Parkinson’s disease is characterized by a progressive degeneration of dopamine-producing neurons, which causes tremors, rigidity and lack of movement control. These neurons project from the midbrain to an area of the brain called the corpus striatum. Although dopamine signaling is impaired in Parkinson’s patients, serotonin production remains strong. In addition, several serotonin receptors are highly expressed in the striatum and available to modify the action of L-DOPA.
Two years ago there was identified a protein, called p11, that acts as a regulator of serotonin signaling in the brain. The researchers showed that p11 increases the concentration of the serotonin 1B receptor at synapses, thereby increasing the efficiency of serotonin signaling, and linked this interaction to an individual’s susceptibility to depression and his or her response to antidepressant treatments.
Researchers used a mouse model of Parkinson’s disease in which a substance called 6-OHDA causes the destruction of dopamine neurons in one hemisphere of the brain.
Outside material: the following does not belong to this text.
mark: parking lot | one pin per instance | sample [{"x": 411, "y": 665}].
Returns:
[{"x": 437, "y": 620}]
L-DOPA, because it is a dopamine replacement and a stimulant, causes the 6-OHDA-treated mice to rotate their bodies in the opposite direction of the dopamine-depleted brain hemisphere.
When the researchers gave these mice L-DOPA, they found increased levels of the serotonin 1B receptor and the protein p11 in the striatum. The researchers then used a molecule called CP94253, which binds to the serotonin 1B receptor and mimics the action of serotonin. CP94253 was given to two sets of 6-OHDA-treated mice: one in which p11 was “knocked out” and another with p11 intact.
The researchers believe that CP94253, and similar serotonin 1B receptor agonists, may counteract L-DOPA-induced behaviors by reducing the release of GABA, a chemical messenger that inhibits the transmission of nerve impulses. GABA is released from neurons that contain the dopamine D1 receptor.